Prediction Robustness and Data Redundancy in Machine Learning for Materials Science

Kangming Li^a, Daniel Persaud^a, Kamal Choudhary^b, Brian DeCost^b, Michael Greenwood^c, Jason Hattrick-Simpers^a

^aDepartment of Materials Science and Engineering, University of Toronto, Canada

^bMaterial Measurement Laboratory, National Institute of Standards and Technology, USA

^cCanmet MATERIALS, Natural Resources Canada, Canada

Materials for Sustainable Development Conference (MATSUS)
Proceedings of MATSUS Spring 2024 Conference (MATSUS24)

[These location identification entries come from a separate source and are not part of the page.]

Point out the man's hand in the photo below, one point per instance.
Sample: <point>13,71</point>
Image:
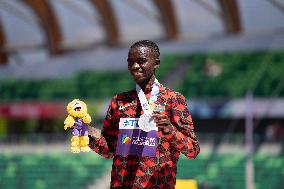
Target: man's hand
<point>162,121</point>
<point>96,133</point>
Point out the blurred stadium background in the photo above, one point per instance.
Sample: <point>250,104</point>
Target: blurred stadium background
<point>225,56</point>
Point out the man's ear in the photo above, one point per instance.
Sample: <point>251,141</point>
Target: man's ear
<point>157,61</point>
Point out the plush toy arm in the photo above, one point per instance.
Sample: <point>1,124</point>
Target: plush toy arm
<point>69,122</point>
<point>87,119</point>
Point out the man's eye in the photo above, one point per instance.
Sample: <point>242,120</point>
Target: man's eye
<point>141,61</point>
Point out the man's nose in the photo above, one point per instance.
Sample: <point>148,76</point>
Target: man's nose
<point>135,65</point>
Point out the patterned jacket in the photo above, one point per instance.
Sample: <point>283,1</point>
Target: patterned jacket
<point>148,172</point>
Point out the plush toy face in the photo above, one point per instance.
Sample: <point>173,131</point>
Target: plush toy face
<point>77,108</point>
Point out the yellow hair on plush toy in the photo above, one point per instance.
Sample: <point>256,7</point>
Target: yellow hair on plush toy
<point>77,120</point>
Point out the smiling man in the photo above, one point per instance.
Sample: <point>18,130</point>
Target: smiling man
<point>145,129</point>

#AI - Automation and Nanomaterials (machine learning, artificial intelligence, robotics, accelerated discovery)

Barcelona, Spain, 2024 March 4th - 8th

Organizers: Ivan Infante and Oleksandr Voznyy

Invited Speaker, Kangming Li, presentation 151
DOI: https://doi.org/10.29363/nanoge.matsus.2024.151
Publication date: 18th December 2023

The rapid growth of big data in materials science has led to significant advancements in materials property prediction by machine learning (ML) models. However, big data does not necessarily lead to robust prediction performance of ML models. In addition, the issue of information redundancy in materials data has been largely overlook. This talk intends to present an examination of these two correlated challenges related to materials data: prediction robustness and data redundancy.

First, we will discuss the challenges in ensuring the prediction robustness of ML models, by showcasing the severe performance degradation when the models are trained on the Materials Project 2018 dataset and tested on the Materials Project 2021 dataset. We will demonstrate the impact of distribution shifts and use tools such as UMAP and query-by-committee to foresee performance degradation and to improve prediction accuracy. Next, we will delve into the issue of data redundancy across large materials datasets, revealing that up to 95% of materials data can be safely removed with little impact on the model performance. We will highlight the application of uncertainty-based active learning algorithms to create smaller but informative datasets, leading to more efficient data acquisition and ML training. By examining these challenges, this talk aims to provide insights into building more efficient and robust materials databases and ML models for accurate and reliable predictions in materials science.

References:

[1] Li, K., DeCost, B., Choudhary, K. et al. A critical examination of robustness and generalizability of machine learning prediction of materials properties. npj Comput Mater 9, 55 (2023).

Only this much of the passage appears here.